Load_dataset — HF_load_dataset • fastai

Load a dataset

HF_load_dataset(
  path,
  name = NULL,
  data_dir = NULL,
  data_files = NULL,
  split = NULL,
  cache_dir = NULL,
  features = NULL,
  download_config = NULL,
  download_mode = NULL,
  ignore_verifications = FALSE,
  save_infos = FALSE,
  script_version = NULL,
  ...
)

Arguments

path: path
name: name
data_dir: dataset dir
data_files: dataset files
split: split
cache_dir: cache directory
features: features
download_config: download configuration
download_mode: download mode
ignore_verifications: ignore verifications or not
save_infos: save information or not
script_version: script version
...: additional arguments

Value

data frame

Details

This method does the following under the hood: 1. Download and import in the library the dataset loading script from ``path`` if it's not already cached inside the library.
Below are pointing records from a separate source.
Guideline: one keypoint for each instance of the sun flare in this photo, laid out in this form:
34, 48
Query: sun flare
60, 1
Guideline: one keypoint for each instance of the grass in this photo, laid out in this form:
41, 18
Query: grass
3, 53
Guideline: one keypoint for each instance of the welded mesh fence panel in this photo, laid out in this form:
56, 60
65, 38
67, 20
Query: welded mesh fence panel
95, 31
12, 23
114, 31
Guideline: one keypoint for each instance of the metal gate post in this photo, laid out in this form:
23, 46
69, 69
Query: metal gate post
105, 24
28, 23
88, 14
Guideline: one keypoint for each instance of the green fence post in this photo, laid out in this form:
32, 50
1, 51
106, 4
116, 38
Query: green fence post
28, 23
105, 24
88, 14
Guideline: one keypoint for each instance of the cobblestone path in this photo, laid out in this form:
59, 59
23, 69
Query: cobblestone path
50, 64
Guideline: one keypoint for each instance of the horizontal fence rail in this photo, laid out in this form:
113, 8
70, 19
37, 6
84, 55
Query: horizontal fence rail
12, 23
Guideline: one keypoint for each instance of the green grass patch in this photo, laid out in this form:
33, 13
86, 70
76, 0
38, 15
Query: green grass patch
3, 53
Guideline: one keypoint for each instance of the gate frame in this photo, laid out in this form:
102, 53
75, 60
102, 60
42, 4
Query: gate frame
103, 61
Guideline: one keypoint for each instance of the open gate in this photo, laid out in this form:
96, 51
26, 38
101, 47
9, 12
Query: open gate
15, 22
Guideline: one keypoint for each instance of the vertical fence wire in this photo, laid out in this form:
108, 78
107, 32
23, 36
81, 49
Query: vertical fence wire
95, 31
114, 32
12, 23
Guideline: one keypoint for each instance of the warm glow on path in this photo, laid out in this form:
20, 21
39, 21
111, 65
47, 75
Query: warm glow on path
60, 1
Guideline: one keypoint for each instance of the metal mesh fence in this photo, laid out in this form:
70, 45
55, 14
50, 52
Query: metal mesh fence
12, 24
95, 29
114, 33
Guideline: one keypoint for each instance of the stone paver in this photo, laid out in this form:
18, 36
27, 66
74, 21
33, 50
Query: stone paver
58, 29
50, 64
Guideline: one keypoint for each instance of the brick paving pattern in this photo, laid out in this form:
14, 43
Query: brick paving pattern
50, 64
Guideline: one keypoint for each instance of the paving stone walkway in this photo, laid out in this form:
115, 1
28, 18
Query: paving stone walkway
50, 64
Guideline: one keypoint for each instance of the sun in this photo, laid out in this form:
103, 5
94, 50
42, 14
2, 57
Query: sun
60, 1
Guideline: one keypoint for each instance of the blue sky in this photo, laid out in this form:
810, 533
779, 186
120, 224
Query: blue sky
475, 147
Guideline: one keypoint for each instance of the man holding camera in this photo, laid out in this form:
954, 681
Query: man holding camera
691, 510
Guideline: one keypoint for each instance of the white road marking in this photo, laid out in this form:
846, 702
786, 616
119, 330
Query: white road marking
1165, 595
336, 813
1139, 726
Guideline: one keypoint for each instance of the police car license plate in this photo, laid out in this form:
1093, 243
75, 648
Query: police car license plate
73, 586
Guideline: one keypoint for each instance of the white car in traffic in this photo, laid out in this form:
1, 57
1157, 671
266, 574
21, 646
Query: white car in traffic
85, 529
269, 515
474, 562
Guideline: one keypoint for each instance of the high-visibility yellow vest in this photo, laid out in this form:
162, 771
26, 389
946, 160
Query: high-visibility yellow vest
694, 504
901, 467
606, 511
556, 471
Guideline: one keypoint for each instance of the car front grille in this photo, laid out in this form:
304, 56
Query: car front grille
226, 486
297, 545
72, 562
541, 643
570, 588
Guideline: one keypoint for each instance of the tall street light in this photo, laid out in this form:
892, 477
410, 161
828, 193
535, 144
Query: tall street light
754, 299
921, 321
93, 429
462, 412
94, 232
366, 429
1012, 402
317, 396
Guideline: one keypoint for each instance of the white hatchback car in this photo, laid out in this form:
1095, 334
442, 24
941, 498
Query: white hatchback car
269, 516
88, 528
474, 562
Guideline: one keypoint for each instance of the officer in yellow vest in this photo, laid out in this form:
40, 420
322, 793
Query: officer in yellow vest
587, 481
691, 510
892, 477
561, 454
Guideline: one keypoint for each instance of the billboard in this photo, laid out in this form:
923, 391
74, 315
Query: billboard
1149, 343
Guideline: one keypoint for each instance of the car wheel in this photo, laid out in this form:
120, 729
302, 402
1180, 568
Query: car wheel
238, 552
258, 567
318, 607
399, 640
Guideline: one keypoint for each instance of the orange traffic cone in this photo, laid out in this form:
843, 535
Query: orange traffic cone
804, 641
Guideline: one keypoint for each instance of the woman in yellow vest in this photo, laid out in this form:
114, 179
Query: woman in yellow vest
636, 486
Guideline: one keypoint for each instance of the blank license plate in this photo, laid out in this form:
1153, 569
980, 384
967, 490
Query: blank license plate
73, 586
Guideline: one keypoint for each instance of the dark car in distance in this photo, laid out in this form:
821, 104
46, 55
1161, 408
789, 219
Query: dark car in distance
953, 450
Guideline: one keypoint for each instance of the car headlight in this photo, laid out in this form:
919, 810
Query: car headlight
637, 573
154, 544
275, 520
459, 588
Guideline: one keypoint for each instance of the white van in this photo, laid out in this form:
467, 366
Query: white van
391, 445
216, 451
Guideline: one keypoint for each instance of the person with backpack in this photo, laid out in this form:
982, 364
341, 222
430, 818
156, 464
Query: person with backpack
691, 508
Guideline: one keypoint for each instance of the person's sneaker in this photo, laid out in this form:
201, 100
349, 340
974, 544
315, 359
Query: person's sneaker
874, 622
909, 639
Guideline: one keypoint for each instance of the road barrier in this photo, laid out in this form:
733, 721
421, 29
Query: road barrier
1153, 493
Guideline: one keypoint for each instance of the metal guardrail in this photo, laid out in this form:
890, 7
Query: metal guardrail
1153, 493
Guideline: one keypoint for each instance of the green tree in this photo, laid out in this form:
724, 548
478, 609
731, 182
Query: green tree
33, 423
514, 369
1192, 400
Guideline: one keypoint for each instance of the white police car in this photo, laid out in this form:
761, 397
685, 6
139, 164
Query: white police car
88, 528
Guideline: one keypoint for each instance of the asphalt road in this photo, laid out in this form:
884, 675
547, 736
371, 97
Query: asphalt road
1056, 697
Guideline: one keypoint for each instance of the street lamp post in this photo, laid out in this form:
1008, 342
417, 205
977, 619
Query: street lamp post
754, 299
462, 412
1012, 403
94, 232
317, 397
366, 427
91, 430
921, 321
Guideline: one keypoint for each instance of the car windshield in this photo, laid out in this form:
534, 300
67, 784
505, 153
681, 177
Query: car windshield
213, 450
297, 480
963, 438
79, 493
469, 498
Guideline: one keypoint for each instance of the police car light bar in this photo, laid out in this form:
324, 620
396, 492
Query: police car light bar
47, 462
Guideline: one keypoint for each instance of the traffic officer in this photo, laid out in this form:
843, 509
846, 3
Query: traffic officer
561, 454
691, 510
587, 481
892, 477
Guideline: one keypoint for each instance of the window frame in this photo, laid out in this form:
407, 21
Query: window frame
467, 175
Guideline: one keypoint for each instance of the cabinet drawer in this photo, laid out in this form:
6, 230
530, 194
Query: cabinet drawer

Processing scripts are small python scripts that define the citation, info and format of the dataset, contain the URL to the original data files and the code to load examples from the original data files. You can find some of the scripts here: https://github.com/huggingface/datasets/datasets and easily upload yours to share them using the CLI ``datasets-cli``. 2. Run the dataset loading script which will: * Download the dataset file from the original URL (see the script) if it's not already downloaded and cached. * Process and cache the dataset in typed Arrow tables for caching. Arrow table are arbitrarily long, typed tables which can store nested objects and be mapped to numpy/pandas/python standard types. They can be directly access from drive, loaded in RAM or even streamed over the web. 3. Return a dataset build from the requested splits in ``split`` (default: all).